Budget 2015: The Main Points

 

  • An increase in the standard rate tax band of income tax by €1,000 from €32,800 to €33, 800 for single individuals and from €41,800 to €42,800 for married single income couples.

 

  • A reduction in the higher rate of income tax from 41% to 40%.

 

  • Changes to the Universal Social Charge (USC) were announced:

 

Incomes of €12,012 or less are exempt.
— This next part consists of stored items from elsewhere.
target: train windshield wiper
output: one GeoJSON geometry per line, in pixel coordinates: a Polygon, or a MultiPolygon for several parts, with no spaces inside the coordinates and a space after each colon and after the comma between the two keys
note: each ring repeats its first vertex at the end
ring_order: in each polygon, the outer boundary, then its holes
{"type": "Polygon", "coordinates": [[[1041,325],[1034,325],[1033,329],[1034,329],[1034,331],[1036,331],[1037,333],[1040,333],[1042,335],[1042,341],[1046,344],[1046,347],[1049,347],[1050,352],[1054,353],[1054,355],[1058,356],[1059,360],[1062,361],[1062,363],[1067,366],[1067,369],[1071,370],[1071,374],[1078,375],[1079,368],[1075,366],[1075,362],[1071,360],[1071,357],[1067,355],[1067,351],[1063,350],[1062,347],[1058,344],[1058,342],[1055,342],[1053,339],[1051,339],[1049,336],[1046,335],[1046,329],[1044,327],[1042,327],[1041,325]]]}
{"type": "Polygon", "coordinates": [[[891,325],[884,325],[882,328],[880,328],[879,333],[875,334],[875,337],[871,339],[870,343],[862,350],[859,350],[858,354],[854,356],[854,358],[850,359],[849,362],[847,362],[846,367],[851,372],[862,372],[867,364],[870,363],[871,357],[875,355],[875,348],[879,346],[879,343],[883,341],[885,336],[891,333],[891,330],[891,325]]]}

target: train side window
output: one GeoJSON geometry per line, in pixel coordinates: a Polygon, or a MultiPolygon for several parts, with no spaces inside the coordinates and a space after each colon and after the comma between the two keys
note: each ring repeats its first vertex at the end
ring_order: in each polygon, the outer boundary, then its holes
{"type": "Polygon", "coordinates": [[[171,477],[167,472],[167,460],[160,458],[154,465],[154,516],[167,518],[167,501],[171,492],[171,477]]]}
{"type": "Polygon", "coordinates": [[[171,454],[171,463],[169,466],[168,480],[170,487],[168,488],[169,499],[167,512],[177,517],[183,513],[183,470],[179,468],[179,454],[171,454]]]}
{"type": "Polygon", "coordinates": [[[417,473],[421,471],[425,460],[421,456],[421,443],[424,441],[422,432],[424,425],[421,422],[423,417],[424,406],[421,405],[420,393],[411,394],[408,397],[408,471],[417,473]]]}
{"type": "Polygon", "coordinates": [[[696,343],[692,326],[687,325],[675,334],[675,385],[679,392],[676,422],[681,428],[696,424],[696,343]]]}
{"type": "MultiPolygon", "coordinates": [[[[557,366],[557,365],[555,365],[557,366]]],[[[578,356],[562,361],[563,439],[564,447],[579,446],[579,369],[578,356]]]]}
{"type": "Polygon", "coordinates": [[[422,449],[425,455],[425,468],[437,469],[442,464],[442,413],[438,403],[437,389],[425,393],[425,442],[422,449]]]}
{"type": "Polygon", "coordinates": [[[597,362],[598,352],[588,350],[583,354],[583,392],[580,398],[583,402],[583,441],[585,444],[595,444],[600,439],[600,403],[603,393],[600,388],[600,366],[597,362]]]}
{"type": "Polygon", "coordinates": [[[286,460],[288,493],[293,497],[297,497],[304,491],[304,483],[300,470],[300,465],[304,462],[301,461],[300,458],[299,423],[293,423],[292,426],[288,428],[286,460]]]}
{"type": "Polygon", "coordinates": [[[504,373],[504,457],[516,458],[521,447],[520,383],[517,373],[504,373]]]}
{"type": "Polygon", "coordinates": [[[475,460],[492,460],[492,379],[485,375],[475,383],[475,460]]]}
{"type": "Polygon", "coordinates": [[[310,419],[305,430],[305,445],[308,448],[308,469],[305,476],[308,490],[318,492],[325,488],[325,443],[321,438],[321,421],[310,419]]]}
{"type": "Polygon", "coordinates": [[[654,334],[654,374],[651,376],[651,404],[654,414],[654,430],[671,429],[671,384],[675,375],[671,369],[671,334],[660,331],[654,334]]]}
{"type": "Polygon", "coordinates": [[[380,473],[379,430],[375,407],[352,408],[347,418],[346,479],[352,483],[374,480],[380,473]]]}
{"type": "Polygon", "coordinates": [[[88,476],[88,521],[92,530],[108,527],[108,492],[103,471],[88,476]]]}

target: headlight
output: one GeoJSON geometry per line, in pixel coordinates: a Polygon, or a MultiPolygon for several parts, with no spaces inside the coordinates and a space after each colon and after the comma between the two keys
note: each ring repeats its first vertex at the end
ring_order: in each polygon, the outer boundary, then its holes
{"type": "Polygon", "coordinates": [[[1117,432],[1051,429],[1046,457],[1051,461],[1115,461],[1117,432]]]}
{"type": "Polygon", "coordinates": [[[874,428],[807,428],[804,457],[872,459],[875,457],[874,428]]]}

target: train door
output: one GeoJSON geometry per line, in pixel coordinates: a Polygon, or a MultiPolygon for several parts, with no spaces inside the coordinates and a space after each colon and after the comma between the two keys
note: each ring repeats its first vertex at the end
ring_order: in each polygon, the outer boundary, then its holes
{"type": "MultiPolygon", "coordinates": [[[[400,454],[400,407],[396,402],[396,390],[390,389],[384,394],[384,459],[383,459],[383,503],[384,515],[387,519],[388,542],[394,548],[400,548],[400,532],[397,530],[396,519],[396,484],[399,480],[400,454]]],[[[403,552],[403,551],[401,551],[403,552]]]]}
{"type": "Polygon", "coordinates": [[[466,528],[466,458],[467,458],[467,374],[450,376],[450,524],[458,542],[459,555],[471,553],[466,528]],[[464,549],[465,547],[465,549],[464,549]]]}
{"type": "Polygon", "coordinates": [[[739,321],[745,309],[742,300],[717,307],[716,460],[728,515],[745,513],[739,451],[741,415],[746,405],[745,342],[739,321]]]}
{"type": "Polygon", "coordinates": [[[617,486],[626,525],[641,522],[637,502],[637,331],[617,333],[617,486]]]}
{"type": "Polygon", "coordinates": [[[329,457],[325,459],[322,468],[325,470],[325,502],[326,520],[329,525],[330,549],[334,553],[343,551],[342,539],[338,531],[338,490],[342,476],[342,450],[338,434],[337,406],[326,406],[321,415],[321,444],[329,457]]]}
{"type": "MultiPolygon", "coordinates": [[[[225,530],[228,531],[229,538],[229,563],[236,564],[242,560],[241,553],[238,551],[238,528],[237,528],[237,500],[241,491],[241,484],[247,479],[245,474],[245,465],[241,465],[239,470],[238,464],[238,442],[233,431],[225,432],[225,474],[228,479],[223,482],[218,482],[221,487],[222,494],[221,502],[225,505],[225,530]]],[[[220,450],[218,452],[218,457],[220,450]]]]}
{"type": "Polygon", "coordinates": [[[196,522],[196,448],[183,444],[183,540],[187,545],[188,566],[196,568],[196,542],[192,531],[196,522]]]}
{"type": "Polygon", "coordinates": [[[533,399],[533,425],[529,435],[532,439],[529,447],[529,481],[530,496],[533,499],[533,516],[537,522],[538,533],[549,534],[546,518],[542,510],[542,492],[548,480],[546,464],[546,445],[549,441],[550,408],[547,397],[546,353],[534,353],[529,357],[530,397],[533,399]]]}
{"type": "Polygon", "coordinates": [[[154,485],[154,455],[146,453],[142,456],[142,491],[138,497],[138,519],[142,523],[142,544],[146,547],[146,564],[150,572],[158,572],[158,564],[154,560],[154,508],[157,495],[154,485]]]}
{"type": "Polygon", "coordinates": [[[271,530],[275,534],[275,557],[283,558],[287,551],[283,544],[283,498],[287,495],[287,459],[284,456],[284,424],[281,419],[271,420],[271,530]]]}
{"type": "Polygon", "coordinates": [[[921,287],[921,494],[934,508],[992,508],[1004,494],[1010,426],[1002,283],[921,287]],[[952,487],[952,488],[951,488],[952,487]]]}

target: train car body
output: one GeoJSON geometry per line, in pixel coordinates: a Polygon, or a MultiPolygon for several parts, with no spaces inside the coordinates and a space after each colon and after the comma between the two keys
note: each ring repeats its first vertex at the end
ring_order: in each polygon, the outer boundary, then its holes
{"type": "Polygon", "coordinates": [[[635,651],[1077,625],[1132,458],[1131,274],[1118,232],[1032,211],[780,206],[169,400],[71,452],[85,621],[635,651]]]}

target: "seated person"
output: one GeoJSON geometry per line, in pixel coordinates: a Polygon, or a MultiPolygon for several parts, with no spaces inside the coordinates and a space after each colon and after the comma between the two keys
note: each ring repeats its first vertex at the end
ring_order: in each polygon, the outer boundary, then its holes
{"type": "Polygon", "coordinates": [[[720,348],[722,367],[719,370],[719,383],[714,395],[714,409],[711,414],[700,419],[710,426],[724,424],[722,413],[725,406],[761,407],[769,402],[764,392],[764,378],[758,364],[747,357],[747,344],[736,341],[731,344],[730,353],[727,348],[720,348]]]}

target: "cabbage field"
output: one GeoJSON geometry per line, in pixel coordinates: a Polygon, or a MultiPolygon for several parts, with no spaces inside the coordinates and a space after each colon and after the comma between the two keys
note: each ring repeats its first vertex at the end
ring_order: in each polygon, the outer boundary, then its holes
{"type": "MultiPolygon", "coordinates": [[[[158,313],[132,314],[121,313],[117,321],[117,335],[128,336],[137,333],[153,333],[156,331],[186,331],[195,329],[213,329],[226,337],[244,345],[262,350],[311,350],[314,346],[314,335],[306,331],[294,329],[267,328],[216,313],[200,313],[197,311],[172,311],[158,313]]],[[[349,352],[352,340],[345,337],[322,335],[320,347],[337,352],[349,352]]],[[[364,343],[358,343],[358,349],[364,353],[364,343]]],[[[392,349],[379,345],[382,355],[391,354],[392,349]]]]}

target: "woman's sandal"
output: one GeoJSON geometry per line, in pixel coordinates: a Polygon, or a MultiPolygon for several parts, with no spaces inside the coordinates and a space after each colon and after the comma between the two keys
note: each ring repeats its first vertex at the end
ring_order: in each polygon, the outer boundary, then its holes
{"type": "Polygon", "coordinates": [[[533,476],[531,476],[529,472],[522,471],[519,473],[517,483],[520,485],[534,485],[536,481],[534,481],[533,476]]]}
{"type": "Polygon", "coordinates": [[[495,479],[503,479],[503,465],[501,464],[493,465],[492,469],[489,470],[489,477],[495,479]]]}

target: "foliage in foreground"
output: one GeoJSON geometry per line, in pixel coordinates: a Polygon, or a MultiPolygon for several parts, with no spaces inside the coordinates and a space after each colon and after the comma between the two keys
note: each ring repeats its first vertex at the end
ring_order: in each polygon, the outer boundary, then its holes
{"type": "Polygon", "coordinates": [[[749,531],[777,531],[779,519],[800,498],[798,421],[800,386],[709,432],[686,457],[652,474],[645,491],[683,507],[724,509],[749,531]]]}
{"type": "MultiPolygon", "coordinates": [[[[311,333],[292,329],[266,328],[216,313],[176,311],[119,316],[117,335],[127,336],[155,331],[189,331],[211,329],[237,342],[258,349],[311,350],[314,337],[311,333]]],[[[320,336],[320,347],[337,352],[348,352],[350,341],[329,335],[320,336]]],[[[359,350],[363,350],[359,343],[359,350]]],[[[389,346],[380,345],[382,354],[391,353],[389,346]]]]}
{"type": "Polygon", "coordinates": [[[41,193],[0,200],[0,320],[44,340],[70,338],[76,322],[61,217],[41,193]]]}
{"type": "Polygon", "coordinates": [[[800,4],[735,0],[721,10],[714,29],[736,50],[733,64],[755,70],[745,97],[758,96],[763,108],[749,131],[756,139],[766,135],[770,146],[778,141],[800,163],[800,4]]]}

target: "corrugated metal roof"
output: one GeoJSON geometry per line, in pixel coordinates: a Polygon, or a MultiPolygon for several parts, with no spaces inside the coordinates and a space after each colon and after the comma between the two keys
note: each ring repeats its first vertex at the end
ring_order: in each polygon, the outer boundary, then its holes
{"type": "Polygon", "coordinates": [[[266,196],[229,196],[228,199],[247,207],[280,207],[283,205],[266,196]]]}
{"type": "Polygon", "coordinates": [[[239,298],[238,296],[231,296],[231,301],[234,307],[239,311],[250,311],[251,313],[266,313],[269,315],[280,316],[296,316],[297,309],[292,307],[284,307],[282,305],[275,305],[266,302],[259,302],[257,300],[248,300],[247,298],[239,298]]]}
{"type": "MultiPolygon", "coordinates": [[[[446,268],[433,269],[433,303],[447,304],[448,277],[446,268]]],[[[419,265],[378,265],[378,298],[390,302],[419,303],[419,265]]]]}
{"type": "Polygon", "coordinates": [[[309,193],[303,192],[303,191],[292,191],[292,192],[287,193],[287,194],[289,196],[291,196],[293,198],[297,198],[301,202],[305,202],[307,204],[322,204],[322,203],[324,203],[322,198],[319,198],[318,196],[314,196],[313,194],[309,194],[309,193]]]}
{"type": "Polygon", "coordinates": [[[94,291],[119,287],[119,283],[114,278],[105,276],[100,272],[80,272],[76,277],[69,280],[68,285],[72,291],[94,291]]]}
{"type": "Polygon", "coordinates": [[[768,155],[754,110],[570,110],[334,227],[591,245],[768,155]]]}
Otherwise:

 

  1. €0 to €12,012 will decrease to 1.5% 
  2. €12,013 to €17,576 will decrease to 1.5%      
  3. €17,577 to €70,044 will decrease to 3.5%      
  4. €70,045 to €100,000 will decrease to 7%      
  5. PAYE income in excess of €100,000 will decrease to 8.0%.
  6. Self-employed income in excess of €100,000 increased from 10% to 11%.

 

  • The 12.5% rate of corporation tax is being maintained.

 

  • The excise duty on a packet of 20 cigarettes is being increased by 40 cents (including VAT) with a pro-rata increase on other tobacco products, with effect from midnight on 14 October.

 

  • Refund of DIRT on savings used by first-time house buyers towards the deposit on a new home.

 

  • Child benefit will be increased by €5 per month in 2015.

 

  • Tax relief at 20% will be provided on water charges up to a maximum of €500 a year.

 

  • The Pension Fund Levy will be 0.15% in 2015 and will expire at the end of 2015.

 

  • Exit Tax Rates – the rate of exit tax that applies on life assurance policies and investment funds is being  maintained at 41% for 2015. (Where the life policy is owned by a company the exit tax rate of 25% still applies).

 

  • Deposit Interest Retention Tax (DIRT) – the rate of DIRT is being maintained at 41% for 2015.

 

  • Capital Acquisitions Tax (CAT) – the current rate of 33% is being maintained. The current group tax-free thresholds remain unchanged.

 

  • Capital Gains Tax (CGT) – the current rate of 33% is being maintained.